Alla radice
11 9 2021
Alla radice

Donatella Di Pietrantonio e Ilaria Tuti dialogano sul legame tra le radici e l'immaginazione letteraria

La natura usa un linguaggio atavico, i suoi stimoli si insinuano tra di noi e ci forgiano per ciò che siamo. La geografia è fortemente determinante nella vita delle persone: l’orografia definisce quello che poi siamo, nascere in un territorio montano determina caratteristiche di vita, possibilità di affacciarsi o meno al mondo.

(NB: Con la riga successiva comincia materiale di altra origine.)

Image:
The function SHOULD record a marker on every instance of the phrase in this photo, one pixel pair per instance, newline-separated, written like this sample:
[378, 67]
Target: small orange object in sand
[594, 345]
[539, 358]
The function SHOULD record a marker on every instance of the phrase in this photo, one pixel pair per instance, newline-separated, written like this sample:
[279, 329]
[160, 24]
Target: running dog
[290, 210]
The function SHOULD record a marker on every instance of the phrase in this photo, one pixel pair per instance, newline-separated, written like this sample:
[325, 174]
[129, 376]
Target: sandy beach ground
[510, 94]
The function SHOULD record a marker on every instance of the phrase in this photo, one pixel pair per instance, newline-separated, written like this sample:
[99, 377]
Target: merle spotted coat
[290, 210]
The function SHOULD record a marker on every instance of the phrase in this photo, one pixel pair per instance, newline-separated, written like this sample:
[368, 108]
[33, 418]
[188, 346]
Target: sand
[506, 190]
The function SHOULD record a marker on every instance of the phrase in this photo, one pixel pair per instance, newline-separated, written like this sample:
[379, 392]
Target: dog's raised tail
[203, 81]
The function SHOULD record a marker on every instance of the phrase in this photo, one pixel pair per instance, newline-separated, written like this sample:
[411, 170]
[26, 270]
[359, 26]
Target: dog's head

I paesaggi impervi e aspri, gli irti pendii scoscesi di montagna dove il vento taglia il viso e le rocce che si inerpicano verso l’alto è ciò che accomuna Donatella Di Pietrantonio e Ilaria Tuti, che dialogano a Festivaletteratura stimolate da Marilia Piccone. Le rocce scabrose dell’Abruzzo e la Carnia non fanno solo da ambientazione nella produzione letteraria delle due scrittrici, ma finiscono ineluttabilmente per rispecchiare anche le caratteristiche dei personaggi dei loro libri. Donatella Di Pietrantonio, autrice del romanzo Borgo sud, finalista al Premio Strega, racconta di essere nata e cresciuta in un aspro paesaggio montano abruzzese, in una piccola contrada irraggiungibile e priva di servizi, racconta di come passando per i boschi da bambina la natura rappresentasse anche una fonte di paura, ciò è stata la prima spinta a scrivere. Le radici territoriali non sono soltanto spazi in cui cresciamo e viviamo, ma sono anche spazi antropologici, culturali ed umani, che risuonano all’interno delle persone e nelle vite ruvide delle protagoniste dei romanzi.

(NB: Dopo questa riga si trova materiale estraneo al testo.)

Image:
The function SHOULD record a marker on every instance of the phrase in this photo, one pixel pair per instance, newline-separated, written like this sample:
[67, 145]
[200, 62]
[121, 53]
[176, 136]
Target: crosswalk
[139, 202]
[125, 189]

Per la medesima ragione Ilaria Tuti, autrice di romanzi seriali, tra cui l’ultima uscita Fiore di roccia, trae ispirazione dai luoghi dove ha trascorso l’infanzia, in una Carnia scabrosa, per ambientare il suo romanzo.

Identità sta divenendo un concetto usato quasi in chiave aggressiva, che esplorando nella prospettiva della Storia diviene però accoglienza e scambio: ci sono delle identità precise in Friuli, dal punto di vista fisico e culturale è un territorio di confini, di fratture. Si possono lasciare tali, o si può lasciare che penetri la luce: c’è qualcosa di spurio che diventa ricchezza. Così è anche nei suoi libri e nella storia di Teresa Battaglia. Per delineare i personaggi si deve bussare alle porte, ascoltare; scrivere le storie è un modo per fissarle e fare in modo che non svaniscano. Per questa ragione urgeva raccontare la pagina dimenticata delle portatrici carniche, coraggiose donne che durante i momenti di maggiori difficolta della Grande Guerra, in un’epoca in cui non vi erano neppure sentieri per poter portare gli approvvigionamenti ai battaglioni sul fronte, decisero di creare una rete di soccorso, avanzando ore in salita di giorno e di notte in un mondo lunare, di rocce, con le gerle sulle spalle. Ilaria Tuti confessa che Teresa Battaglia è tante donne vere in una, per disegnarla ci ha messo donne che ha conosciuto, amiche, colleghe, persone incrociate che l’hanno colpita, per dare voce e accendere dei riflettori su un tipo umano poco indagato e raffigurato. Teresa è stato un modo per dare un affresco della donna matura, non la giovane eroina indistruttibile, è una donna sola che ha pagato un prezzo altissimo per essere indipendente, ma è capace di cambiare, di accettare e di rimettersi in gioco.

Una simile forza vitale accomuna anche le protagoniste di Borgo Sud e L’arminuta di Donatella Di Pietrantonio. Da un lato Adriana, istintiva, vive senza regole, si getta in tutte le situazioni, che aveva il dialetto come lingua madre e vive a contatto con la natura e dall’altro L’arminuta, che, come tanti abruzzesi, emigra in Francia, ma è tale il legame con l’origine e la radice dolorosa che basta poco per farla tornare.

Il senso di appartenenza ed il legame con la terra non è mai solo segnato dal paesaggio fisico, ma è famiglia, ambiente, cultura del luogo. Come un elastico, ci possiamo allontanare di luoghi natii verso un altrove, ma al minimo stimolo si rilascerà. Come se non si finisse mai di fare i conti con questo mondo primario che pulsa nelle storie di entrambe le scrittrici e che non finisce di meravigliare.